2010-06-01

butterflydreaming: coffee mug (coffee in my mug)
2010-06-01 07:31 pm

I love this new queue thing

Being able to queue up posts without using a client or email posting would be so handy on LJ. Being the prompt generator on museteasers there means that my day, every day, starts like this:

1. Wake up (hopefully before alarm)
2. Shut off alarm (phone)
3. Since phone is "awake", open browser and tab to LJ
4. Try (and often fail) to post the correct # in the subject header
5. Remember or think up a prompt for the day and type it out on the touch keyboard; submit post; shut down phone applications
6. Wriggle out of bed
7. Do morning things, which may or may not include breakfast
8. Get to work
9. Wake up.

There may or may not be coffee before work, or even when I do get to work. I don't rely on it, and it doesn't wake me up except in the afternoons. Actually, a cup of java would really be perfect right now. If I want it enough to clean out D's French press, I could even make some. The idea!
butterflydreaming: "Cris", in blocks with a blinking cat (Default)
2010-06-01 07:57 pm

20,000 Leagues means distance traveled

I finished 20,000 Leagues Under the Sea last night. It was the perfect companion to Watt's four book Rifter Trilogy, which I am in the middle of. I don't usually like to read a whole series through in one go, and like to space the books out with something in a different style.

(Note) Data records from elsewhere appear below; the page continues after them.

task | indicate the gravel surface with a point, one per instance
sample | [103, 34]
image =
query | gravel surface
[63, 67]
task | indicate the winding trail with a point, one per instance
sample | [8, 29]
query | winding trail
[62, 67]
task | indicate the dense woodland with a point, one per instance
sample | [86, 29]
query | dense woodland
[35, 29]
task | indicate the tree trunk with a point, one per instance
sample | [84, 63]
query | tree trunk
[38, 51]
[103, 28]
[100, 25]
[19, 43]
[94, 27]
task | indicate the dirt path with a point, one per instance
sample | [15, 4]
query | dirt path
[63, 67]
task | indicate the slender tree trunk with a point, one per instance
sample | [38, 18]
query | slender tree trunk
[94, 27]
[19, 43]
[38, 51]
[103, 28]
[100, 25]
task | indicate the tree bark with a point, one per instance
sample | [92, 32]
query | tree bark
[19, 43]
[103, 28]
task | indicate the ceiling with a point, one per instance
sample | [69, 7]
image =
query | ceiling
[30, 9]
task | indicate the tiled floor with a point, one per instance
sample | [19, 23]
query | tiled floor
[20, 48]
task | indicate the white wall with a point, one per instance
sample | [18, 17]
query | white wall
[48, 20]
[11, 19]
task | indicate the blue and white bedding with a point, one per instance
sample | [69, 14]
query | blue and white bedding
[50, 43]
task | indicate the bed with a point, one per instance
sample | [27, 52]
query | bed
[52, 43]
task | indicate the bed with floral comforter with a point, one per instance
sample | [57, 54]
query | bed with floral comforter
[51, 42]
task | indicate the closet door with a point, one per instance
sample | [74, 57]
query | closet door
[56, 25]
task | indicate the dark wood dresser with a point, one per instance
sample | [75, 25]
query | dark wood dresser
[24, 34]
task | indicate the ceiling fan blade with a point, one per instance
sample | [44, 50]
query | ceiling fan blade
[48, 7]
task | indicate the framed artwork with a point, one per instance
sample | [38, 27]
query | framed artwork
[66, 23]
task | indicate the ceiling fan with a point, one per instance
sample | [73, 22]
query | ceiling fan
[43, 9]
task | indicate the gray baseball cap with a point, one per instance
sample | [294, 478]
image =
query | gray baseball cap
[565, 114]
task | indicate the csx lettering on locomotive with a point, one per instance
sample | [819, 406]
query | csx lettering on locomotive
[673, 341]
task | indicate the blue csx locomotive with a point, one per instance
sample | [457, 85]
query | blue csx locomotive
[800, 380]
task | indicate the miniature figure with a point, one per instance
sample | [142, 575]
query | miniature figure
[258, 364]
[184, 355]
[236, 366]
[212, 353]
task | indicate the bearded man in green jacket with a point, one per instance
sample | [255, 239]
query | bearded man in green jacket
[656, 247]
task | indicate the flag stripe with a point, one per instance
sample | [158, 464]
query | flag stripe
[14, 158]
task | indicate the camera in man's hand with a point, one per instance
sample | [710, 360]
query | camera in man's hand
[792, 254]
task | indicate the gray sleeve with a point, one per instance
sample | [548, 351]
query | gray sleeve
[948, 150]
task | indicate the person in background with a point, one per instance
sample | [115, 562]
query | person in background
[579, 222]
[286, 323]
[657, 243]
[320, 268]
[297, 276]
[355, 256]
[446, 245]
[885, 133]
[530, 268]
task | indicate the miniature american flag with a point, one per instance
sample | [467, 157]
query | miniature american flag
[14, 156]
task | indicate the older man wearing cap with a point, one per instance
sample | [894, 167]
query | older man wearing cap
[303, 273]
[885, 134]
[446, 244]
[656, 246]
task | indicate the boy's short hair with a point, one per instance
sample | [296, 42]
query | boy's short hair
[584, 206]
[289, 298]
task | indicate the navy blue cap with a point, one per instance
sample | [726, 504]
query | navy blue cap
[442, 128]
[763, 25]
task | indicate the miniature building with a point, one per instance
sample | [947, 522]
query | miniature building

Somehow, I have continually forgotten that the title refers to distance, not depth. (Stop mocking me. At least I *read classics*.) It's a brainy book that would not have appealed to me as a child, not one bit. There were no women in it anywhere, unless you count a photograph referred to all of twice, and not explained. Neither the narrator nor either of his companions had a sweetheart or wife back home, thinking them dead. There was no angst! No, not even Nemo would have been angsty enough for me. Captain Nemo at his organ was no Eric, Phantom of the Paris Opera House. No one longed for anything. (Well, no. The Canadian, Ned Land, would have made a better narrator for me. I'm sure he longed for more than red meat and solid ground.)

The title is a give away for how long they are going to be stuck on the ship. The story goes along tra la la, an adventure of the mind... up until a harrowing part near the end when they seek out the South Pole. Oh! I was actually on edge.

It is amazing to read in the context of when it was written, of course. Overall, it holds up quite well. Still, I wouldn't recommend it to a kid. This is a book, in our times, for an adult appreciation.